Maybe Commissioner Keelty should keep his head down for a while and curtail his TV and press appearances to less than a minimum while the storm blows over.
If he feels he’d like to make a political career for himself, he might apply to Brendan Nelson for a job.
I believe the Libs are desperate for new talent.

Hope Springs Eternal.

November 14, 2007

Poor old Peter Costello.  He might have another spell as the bridesmaid if, by some miracle, grandpa gets reelected.  Peter’s waited so long to get into the PM’s slippers and now the old fox is talking about retiring sometime long into the next term.  I suspect that if (God forbid) the Coalition should win the next election, the PM and his favorite housewife will have to be blasted out of Kirribilli House with some kind of nuclear device.
However, since at present the odds are that Kevin Rudd will be the next PM, Peter will no doubt think twice about being the leader of what’s left of the opposition, and slip gracefully back into the law whence he came.  He can console himself with the fact that he is about as about as popular as Paul Keating was, but he’s without Keating’s looks or vision – and, of course, there’s that silly smirk.

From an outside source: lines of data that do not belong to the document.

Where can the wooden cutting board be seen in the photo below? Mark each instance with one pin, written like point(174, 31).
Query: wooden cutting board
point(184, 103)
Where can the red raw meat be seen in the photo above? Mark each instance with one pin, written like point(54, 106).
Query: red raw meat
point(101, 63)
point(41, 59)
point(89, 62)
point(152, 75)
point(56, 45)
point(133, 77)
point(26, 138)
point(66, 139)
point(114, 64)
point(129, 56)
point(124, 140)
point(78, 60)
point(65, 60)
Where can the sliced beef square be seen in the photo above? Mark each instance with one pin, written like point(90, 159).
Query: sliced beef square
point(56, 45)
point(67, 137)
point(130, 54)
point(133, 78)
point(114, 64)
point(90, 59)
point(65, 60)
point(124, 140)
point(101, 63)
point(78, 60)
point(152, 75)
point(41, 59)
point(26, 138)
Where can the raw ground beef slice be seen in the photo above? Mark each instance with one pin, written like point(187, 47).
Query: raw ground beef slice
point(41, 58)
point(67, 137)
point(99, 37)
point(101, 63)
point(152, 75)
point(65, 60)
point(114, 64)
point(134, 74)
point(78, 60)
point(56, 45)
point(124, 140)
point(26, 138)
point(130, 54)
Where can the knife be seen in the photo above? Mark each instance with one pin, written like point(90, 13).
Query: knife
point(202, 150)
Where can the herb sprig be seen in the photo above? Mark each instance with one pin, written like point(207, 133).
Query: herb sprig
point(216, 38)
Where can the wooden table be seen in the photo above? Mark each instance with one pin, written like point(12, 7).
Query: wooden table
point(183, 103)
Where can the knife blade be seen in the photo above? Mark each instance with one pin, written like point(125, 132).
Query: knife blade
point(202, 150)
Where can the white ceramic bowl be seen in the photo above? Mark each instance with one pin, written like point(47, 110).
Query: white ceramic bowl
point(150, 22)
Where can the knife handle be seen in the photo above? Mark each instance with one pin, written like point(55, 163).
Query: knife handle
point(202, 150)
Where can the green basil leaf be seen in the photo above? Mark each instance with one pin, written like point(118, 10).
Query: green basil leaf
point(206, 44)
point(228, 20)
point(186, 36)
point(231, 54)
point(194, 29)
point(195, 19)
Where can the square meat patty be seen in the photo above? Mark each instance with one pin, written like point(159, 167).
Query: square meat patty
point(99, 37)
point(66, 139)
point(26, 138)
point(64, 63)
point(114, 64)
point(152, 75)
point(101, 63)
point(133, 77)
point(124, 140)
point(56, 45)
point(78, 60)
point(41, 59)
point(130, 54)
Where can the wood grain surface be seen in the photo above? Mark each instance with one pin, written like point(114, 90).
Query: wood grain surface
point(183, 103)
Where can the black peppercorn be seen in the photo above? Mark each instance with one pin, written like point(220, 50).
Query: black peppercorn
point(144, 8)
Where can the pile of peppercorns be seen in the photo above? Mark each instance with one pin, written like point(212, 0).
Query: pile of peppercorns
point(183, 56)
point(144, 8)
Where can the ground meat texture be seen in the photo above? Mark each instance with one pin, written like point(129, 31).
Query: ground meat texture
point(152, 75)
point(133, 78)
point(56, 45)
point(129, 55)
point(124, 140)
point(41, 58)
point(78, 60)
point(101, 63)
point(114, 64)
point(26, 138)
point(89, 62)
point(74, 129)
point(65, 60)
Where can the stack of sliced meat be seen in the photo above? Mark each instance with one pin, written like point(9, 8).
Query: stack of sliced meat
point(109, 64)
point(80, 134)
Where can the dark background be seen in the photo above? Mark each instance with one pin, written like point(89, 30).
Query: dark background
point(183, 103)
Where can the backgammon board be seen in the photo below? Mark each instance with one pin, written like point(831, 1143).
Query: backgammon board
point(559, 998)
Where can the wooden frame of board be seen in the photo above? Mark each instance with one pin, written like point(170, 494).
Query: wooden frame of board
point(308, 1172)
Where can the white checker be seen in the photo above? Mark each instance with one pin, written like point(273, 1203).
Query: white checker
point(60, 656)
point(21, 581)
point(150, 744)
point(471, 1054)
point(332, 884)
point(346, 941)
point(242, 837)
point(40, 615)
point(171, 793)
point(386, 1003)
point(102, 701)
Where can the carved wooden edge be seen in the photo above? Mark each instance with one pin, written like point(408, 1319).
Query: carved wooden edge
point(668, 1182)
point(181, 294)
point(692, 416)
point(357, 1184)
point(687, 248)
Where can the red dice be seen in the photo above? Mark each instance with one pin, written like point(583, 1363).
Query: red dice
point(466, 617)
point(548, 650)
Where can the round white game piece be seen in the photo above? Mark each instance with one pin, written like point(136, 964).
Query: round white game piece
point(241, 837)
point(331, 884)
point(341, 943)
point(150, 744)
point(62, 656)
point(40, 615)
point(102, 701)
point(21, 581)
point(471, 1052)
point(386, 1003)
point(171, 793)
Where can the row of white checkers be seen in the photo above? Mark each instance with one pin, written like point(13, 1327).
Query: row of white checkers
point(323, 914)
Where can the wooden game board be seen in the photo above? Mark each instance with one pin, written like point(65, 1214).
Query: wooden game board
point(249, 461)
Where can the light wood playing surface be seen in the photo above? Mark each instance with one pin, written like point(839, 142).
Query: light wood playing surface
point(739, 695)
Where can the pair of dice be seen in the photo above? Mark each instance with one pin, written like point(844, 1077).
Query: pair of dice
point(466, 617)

Meanwhile, the PM, with his crazy flinging around of cash, against the advice of the Reserve Bank, has proved again, if more proof were needed, that he’s really only interested in clinging to his job, and hang the economy.  This time, though, there’s every chance that the public will see through this transparent  ploy and give the old man the drubbing he so thoroughly deserves.

Here’s hoping!

The ultimate cynicism.

October 15, 2007

Talk about the ultimate cynicism! The promise to hold a referendum to put our indigenous brothers on the preamble to the constitution sure takes the cake! Imagine the joy, the relief, the dancing and singing as the full implication of the PM’s generous offer sinks in.

Sure we don’t have jobs, or decent houses,or running water. Sure our life expectancy is years less than anyone else’s. Sure we don’t have proper medical services and a lot of us are drunk most days because of the conditions we have to put up with, but what the heck , were on the preamble! Bully for us!